December 11, 2020

Properties of GW sources as detected from the ground

Properties of LIGO/Virgo detections of black hole systems.
Credit: María Cecilia Bustamante Rosell

 

I have been focusing on gravitational waves for the last … one and a half decade or so. For those many years I was often asked why would I want to do that, if there was no future. My interest on the field in this sense is pre-detection.

The situation has changed: GW Astronomy has become very appealing since the announcement of the first direct detection of a Gravitational Wave by Advanced LIGO in February 2016.

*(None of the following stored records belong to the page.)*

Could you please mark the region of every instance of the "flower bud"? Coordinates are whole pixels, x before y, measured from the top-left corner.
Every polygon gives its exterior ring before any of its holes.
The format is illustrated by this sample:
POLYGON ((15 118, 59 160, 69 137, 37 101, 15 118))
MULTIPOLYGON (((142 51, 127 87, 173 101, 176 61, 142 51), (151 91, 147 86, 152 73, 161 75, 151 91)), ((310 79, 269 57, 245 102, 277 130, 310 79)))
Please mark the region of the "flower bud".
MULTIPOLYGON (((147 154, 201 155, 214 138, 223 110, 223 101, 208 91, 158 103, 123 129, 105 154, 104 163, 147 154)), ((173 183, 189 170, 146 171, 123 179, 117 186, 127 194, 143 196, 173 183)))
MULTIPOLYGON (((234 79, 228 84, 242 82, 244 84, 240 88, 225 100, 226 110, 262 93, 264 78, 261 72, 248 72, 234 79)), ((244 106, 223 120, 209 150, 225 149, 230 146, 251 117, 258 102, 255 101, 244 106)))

For me this discovery was important not “just” because we have got now a proof for the existence of GWs, but because I had predicted the properties of the first Gravitational Wave ever detected: I anticipated that aLIGO would preferentially see binaries of black holes with the following properties: (i) masses between 30\,M_{\odot} and 100\,M_{\odot}, (ii) low spin magnitudes, of around a\lesssim 0.5 and (iii) circular. This corresponds to the values of GW150914, the source observed, and to most of them.

In the graph included in this page (made by Mace Bustamante), we can see (in civilised languages and some barbarian ones) the properties of LIGO/Virgo detections of BH systems. As shown in the plot, the eccentricity is basically zero (eccentricity=0) and the spins are typically low (spin <<)… as for the distribution of masses… judge by yourself: They fit very well our prediction.